In this lesson we continue Volume Three of Level Two to cover the progressing stage of God’s full salvation, the stage of transformation. In this stage we experience and enjoy God as the Father in the love of the Triune God, we experience and enjoy Christ as the Son in the grace of the Triune God, and we experience and enjoy the Spirit as the consummation of the Divine Trinity in the fellowship of the Triune God. When we experience and enjoy Christ as the Son, we enjoy Him as our portion, as covered in Lessons Thirty through Thirty-six of Volume Three, and we also experience His living in us.
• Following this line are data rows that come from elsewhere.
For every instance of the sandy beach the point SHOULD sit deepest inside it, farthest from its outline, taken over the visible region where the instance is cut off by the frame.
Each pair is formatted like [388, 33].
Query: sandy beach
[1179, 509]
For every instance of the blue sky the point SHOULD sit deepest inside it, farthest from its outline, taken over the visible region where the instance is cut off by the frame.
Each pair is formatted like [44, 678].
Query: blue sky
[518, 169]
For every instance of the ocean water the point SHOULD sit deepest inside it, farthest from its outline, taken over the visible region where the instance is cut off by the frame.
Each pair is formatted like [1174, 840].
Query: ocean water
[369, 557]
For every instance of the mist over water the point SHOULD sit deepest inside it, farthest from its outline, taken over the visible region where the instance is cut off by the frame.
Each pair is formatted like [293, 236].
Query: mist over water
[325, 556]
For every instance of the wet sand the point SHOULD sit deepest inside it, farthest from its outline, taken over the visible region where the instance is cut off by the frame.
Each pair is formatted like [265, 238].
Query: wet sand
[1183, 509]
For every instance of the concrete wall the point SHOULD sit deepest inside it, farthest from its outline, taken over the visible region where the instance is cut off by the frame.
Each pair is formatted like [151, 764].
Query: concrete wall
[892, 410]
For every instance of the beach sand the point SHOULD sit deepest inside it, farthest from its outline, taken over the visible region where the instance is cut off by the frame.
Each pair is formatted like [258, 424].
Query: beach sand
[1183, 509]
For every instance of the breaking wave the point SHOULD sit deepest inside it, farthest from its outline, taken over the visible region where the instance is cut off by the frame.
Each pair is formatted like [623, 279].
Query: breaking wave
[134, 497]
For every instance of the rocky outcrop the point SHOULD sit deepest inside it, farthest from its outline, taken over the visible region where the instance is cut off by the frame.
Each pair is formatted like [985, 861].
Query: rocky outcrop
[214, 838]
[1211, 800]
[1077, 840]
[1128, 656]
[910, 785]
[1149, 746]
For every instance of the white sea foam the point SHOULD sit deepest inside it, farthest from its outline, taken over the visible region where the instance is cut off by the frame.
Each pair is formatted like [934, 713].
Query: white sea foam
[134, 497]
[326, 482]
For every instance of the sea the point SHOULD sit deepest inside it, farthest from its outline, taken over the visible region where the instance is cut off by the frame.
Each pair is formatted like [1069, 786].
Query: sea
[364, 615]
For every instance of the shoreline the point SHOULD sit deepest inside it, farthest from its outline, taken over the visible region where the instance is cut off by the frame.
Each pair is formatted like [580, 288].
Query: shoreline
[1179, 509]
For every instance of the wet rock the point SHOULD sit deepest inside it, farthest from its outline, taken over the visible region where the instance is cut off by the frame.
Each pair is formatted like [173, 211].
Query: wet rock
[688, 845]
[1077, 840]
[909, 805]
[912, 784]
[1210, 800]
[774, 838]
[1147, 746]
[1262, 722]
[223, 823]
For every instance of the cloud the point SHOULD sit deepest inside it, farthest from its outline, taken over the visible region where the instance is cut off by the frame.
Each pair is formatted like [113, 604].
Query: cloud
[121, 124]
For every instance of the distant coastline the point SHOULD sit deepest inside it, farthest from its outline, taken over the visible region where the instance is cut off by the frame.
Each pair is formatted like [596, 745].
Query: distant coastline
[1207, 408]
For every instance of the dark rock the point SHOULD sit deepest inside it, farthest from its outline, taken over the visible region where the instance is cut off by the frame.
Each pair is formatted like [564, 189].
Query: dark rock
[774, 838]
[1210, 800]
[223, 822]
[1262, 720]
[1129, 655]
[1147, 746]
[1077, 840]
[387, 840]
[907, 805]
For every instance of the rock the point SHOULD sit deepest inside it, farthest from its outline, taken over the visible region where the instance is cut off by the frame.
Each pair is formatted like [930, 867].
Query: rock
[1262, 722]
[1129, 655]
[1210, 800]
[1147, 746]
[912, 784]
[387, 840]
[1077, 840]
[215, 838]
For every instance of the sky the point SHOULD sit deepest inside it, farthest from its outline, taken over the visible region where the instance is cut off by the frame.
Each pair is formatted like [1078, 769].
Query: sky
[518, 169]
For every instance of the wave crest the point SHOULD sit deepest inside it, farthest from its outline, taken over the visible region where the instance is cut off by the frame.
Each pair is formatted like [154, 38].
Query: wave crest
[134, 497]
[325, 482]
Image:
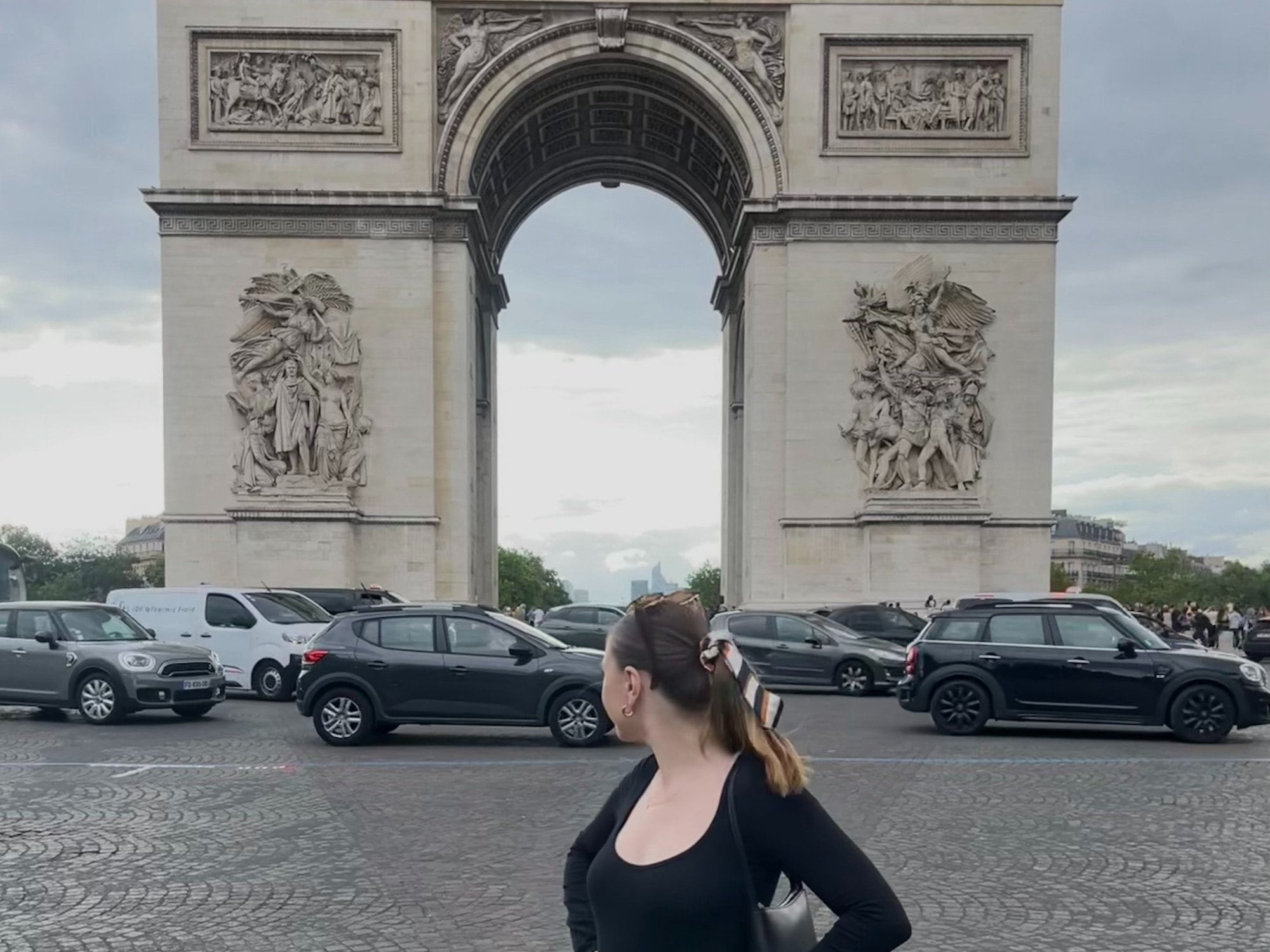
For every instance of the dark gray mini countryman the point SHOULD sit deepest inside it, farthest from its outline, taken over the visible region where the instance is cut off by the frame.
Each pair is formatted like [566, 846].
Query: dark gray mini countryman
[97, 659]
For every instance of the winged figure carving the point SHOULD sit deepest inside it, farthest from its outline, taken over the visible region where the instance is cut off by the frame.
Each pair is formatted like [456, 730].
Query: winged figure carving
[919, 421]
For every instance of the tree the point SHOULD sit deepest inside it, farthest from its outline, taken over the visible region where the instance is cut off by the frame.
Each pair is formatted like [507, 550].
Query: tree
[707, 582]
[1059, 578]
[525, 581]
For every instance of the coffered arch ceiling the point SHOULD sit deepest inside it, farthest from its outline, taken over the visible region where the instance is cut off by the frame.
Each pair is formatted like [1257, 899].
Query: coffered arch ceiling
[618, 121]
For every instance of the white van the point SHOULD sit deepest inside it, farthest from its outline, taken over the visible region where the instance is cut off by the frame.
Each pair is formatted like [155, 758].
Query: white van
[258, 634]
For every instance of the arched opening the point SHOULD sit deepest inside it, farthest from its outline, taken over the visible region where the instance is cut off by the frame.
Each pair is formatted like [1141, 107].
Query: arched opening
[615, 120]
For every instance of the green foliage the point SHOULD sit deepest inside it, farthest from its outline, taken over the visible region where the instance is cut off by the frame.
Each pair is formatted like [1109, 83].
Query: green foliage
[1173, 579]
[707, 582]
[525, 581]
[84, 571]
[1059, 578]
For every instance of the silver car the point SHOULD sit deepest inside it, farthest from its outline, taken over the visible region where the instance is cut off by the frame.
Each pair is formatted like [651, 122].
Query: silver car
[98, 661]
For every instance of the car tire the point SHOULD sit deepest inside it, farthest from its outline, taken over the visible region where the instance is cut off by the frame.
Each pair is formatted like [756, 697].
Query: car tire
[192, 713]
[344, 718]
[1202, 714]
[854, 678]
[961, 708]
[577, 719]
[101, 700]
[271, 682]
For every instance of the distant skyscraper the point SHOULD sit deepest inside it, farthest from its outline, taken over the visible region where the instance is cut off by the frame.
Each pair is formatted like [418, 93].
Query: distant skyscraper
[658, 583]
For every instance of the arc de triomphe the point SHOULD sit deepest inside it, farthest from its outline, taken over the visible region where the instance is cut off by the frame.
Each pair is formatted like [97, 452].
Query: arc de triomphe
[341, 178]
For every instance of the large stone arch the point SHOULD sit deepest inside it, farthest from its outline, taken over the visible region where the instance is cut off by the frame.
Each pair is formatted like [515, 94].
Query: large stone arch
[912, 215]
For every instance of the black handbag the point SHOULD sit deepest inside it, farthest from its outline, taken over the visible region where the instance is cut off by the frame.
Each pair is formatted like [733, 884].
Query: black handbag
[785, 927]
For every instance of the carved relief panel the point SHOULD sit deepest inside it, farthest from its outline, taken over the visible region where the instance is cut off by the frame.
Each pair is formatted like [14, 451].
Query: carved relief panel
[297, 366]
[919, 418]
[307, 91]
[910, 96]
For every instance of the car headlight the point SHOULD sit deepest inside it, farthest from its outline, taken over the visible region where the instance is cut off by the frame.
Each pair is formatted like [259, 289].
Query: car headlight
[138, 662]
[1254, 673]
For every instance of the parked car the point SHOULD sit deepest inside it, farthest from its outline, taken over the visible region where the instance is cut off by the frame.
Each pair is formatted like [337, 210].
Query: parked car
[805, 648]
[893, 625]
[1175, 639]
[582, 625]
[260, 634]
[95, 658]
[1074, 662]
[341, 601]
[1089, 597]
[1257, 645]
[377, 670]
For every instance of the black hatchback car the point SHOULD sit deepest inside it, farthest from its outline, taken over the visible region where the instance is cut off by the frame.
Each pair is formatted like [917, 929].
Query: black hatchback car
[377, 670]
[1074, 662]
[803, 648]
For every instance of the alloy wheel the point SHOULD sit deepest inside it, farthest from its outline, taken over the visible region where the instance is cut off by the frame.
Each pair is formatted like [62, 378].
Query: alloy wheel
[961, 706]
[854, 680]
[578, 719]
[97, 699]
[342, 718]
[1205, 713]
That Christ lives in us does not mean that He lives instead of us but that He lives with us. In Galatians 2:20 Paul said, “It is no longer I who live, but it is Christ who lives in me.” “No longer I” does not indicate an exchanged life, a life in which Christ comes in and we go out, for later in this verse Paul said, “I live.” As regenerated people, we have both the old “I,” which has been crucified (Rom. 6:6), and a new “I,” which has been regenerated. Concerning the old “I,” Paul said, “No longer I”; concerning the new “I,” he said, “I live.” The old, crucified “I” was without divinity; the new, regenerated “I” has God as life added to it. The new “I” came into being when the old “I” was resurrected and God was added to it. On the one hand, Paul had been terminated, but on the other hand, a resurrected Paul, one who was regenerated with God as his life, still lived. Furthermore, although Paul said, “No longer I,” he also said, “It is Christ who lives in me,” for it was Christ who lived, but it was in Paul that He lived. It is the same with all the believers in Christ today. Christ and we, and we and Christ, have one life and one living.
John 14 may help us to know how Christ lives in us. Before His death and resurrection, the Lord Jesus said to His disciples, “Because I live, you also shall live” (v. 19). This shows us that the resurrected Christ does not live alone; He lives in us and with us. He lives in us by enabling us to live with Him. In a very real sense, if we do not live with Him, He cannot live in us. We have not been altogether ruled out, and our life has not been exchanged for the divine life. We continue to live, and we live with Christ.
The illustration of grafting may also help us to know this matter. After a branch is grafted into a tree, the branch still lives, yet not by itself, but by the tree into which it has been grafted. Furthermore, the tree also lives in the grafted branch. Hence, the life that is lived out by the branch is a grafted life. This is not to exchange a life that is not good with a life that is better; rather, it is to join two lives as one so that they may enjoy a mingled life and living. The branch and the tree have one life and one living. Likewise, Christ living in us enables us to have one life and one living with Him.
In John 6:57 the Lord said, “As the living Father has sent Me and I live because of the Father, so he who eats Me, he also shall live because of Me.” That the Son lived because of the Father does not mean that the Son was set aside and ceased to exist. The Son, of course, continued to exist, but He did not live His own life. He lived the life of the Father. The Son and the Father had one life and one living. It is the same in our relationship with Christ today. We have one life and one living with Christ. We live by Him, and He lives in us. If we do not live, He does not live; and if He does not live, we cannot live. On the one hand, we are terminated; on the other hand, we continue to live, but we do not live by ourselves. We live by having Him living in us.